LAKE COUNTY, Minn. — A full-sized replica of Split Rock Lighthouse's third-order Fresnel lens — like the one that occasionally casts its beam out over Lake Superior — is among the highlights of the biggest update to the popular state park's on-site museum's programming since 1997.
The new exhibition in the visitors' gallery space, which opens later this month, also includes the wheel of the sunken Madeira, stories from the Indigenous people who have long lived on Lake Superior and tales of the lighthouse keepers of yesteryear — complete with a cap worn by the first, Orren Young.
The star of the show, though, is a variation on the prismed lens that casts the beacon light that captains would have kept a keen eye on in this landmark's heyday.
The replica of the full-sized third-order Fresnel lens turns slowly in the heart of the gallery in the visitor center and is capable of sending out one white flash every 10 seconds — a pattern and pace that was the characteristic, or signature style, of Split Rock Lighthouse, making it identifiable to crews on Lake Superior during the more than 50 years it was active.
At eye level, the acrylic paneled lens delivers a big impact.
"We wanted that to be like the statement piece," said Hayes Scriven, the lighthousekeeper who lives on the grounds with his family.
Like its counterpart lens, which still turns in the lighthouse but isn't often lit, the replica is more than 5½ feet tall, 7 feet in diameter and weighs 650 pounds. It has 252 prisms that shine and make small rainbows in the museum space. If needed, Scriven said, it could replace the current lens. The Fresnel lens, which was added in 1910, is available for viewing at the top of a 22-step spiral staircase in the lighthouse, but from a distance.

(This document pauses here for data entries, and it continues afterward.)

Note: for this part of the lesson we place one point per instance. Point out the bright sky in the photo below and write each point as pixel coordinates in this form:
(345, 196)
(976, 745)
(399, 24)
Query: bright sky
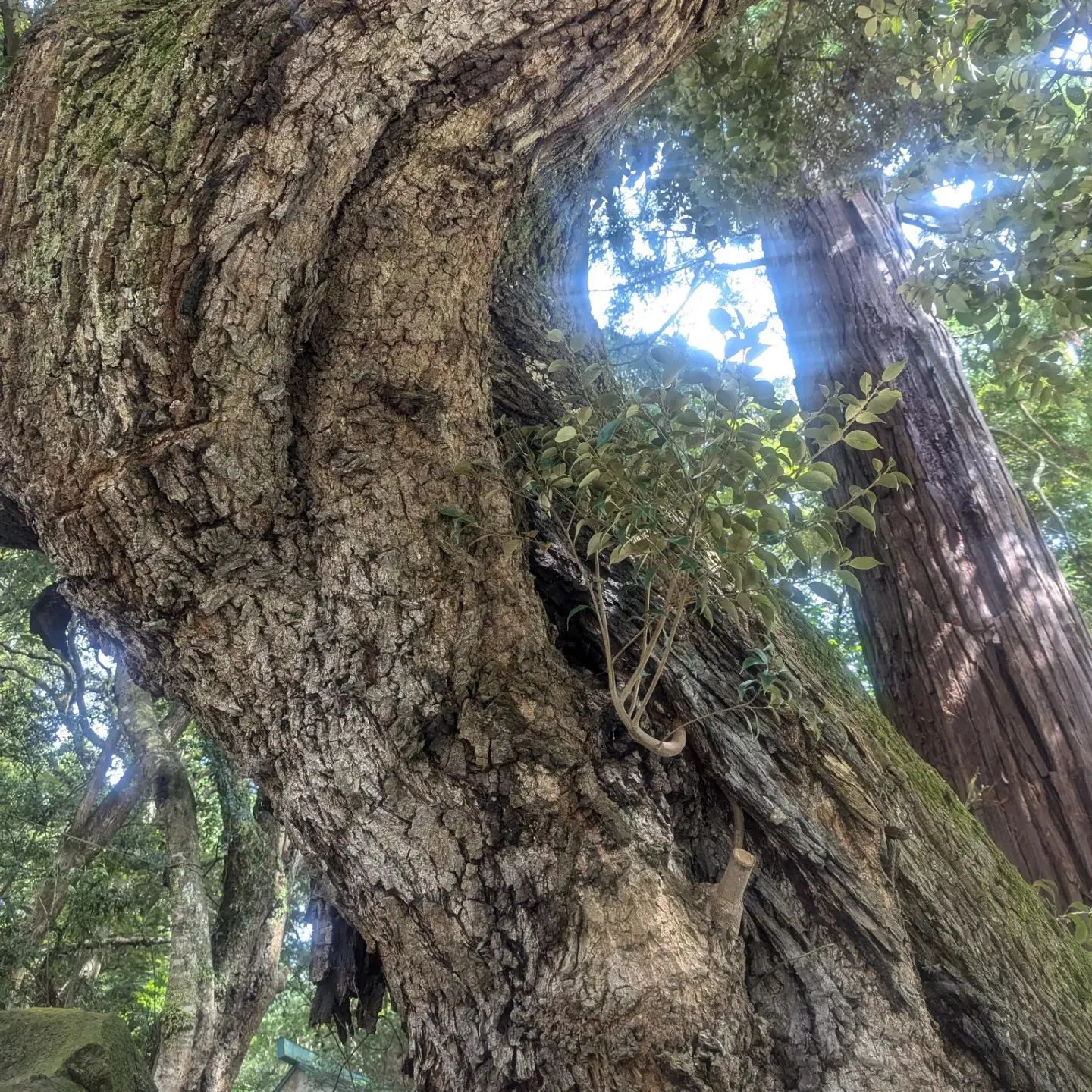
(694, 325)
(756, 298)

The exhibition is temporarily behind closed sliding doors, but will be unveiled May 26 during North Shore Community Night. The lighthouse beacon will be lit for the event, like it was recently to honor the late Gordon Lightfoot, the singer-songwriter of the Lake Superior ballad "The Wreck of the Edmund Fitzgerald." The beacon is traditionally lit on the anniversary of the sinking of the Edmund Fitzgerald in a ceremony honoring the lost crew members.